Под грузом воды и от толчков прибоя льдина заколебалась. Люди, скользя, срывались в воду. Бен, которого потянула лодка, упал, и его захлестнуло водой. Он поднялся, всхлипывая и цепляясь за лодку, и тут все они, как по сигналу, начали толкать лодку к воде. Трещина раскрылась еще больше и превратилась в широкое разводье.
Льдина опять вздыбилась, и лодка скользнула в воду. Она сильно накренилась, когда в нее спрыгнул Бен, но Мэтью одним прыжком встал рядом с братом и уравновесил лодку. Берри резко рванулся вперед, чтобы оттолкнуться, но налетел на Саймона и сбил его с ног.
Казалось, они неминуемо перевернутся. Лодка накренилась, и их захлестнула пенящаяся вода. Берри схватил весла и изо всех сил налег на них, стараясь сдержать волну. Оставшийся на льду Саймон исчез было из вида в грохочущем мраке.
Бен схватил весло Саймона и вместе с Берри стал разворачивать лодку. В водовороте бушующей воды каждое движение могло стать роковым.

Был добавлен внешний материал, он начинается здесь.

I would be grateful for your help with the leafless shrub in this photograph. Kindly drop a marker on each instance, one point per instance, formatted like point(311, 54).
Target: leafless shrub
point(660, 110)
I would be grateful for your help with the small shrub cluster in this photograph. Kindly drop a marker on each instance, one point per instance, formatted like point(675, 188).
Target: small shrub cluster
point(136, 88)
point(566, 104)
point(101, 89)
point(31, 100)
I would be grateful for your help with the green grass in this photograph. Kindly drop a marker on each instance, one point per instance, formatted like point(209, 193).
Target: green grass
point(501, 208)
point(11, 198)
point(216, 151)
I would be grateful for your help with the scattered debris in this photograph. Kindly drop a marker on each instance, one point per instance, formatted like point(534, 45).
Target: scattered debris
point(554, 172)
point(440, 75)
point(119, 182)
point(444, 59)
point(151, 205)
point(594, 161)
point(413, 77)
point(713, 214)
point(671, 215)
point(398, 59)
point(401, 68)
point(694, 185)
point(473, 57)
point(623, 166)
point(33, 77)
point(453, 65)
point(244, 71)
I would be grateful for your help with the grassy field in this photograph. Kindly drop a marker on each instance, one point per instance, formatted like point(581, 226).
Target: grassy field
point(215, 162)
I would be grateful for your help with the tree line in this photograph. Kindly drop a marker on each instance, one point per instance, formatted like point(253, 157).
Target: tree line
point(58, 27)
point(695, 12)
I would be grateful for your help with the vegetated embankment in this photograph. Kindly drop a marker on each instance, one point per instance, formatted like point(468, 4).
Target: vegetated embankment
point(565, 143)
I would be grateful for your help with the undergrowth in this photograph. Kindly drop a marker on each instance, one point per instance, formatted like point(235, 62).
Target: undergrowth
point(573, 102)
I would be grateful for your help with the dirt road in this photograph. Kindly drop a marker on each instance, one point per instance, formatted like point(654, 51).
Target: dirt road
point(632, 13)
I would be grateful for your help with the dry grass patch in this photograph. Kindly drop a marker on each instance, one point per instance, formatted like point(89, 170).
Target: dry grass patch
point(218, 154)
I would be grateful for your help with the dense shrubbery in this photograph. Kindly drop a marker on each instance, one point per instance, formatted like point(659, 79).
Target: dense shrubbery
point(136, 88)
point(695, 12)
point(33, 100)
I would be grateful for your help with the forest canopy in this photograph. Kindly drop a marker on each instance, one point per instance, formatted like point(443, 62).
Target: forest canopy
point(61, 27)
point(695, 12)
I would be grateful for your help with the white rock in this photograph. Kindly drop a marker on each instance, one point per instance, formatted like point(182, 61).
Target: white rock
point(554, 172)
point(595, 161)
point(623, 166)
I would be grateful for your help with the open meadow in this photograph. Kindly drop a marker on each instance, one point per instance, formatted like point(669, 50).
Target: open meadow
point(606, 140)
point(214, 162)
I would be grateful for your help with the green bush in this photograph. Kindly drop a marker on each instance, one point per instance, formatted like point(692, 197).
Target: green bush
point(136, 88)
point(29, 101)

Они поплыли назад вдоль края льдины, чутко улавливая малейшие ее колебания. Саймон, безошибочно определив нужный момент, спрыгнул в лодку. Лодка резко осела – теперь катастрофа казалась почти неизбежной. Но сила и ловкость Берри вновь пришли на помощь, им удалось развернуть лодку, и Бен начал энергично вычерпывать воду.
В густой темноте волны казались еще более буйными, но вскоре самое страшное было позади и они увидели светящуюся точку.
Через десять минут они уже плыли по спокойной воде, сквозь мрак стали пробиваться огоньки. Они выскочили на берег и повели дрожащего, окоченевшего Бена к ближайшему дому.
– Хозяйка, мы из Гренни-Коув, – объявил Саймон. – Вот он напрочь промок. Можно ему маленько обсушиться?
– Конечно, вон печка как раскалилась, – ответила женщина, запахнувшись в толстую куртку. Она собиралась в кино. – Сейчас дам ему что-нибудь надеть. Пока нас не будет, его одежда и просохнет.
Бен дрожал как в лихорадке, с оттаявшей одежды натекли лужицы. Он выпил обжигающую смесь, которую ему дала женщина, и озноб прекратился. Он сбросил мокрую одежду, и Мэтью развесил ее на стульях возле печки. Затем Бен натянул на себя хозяйские вещи и все пошли вслед за женщиной.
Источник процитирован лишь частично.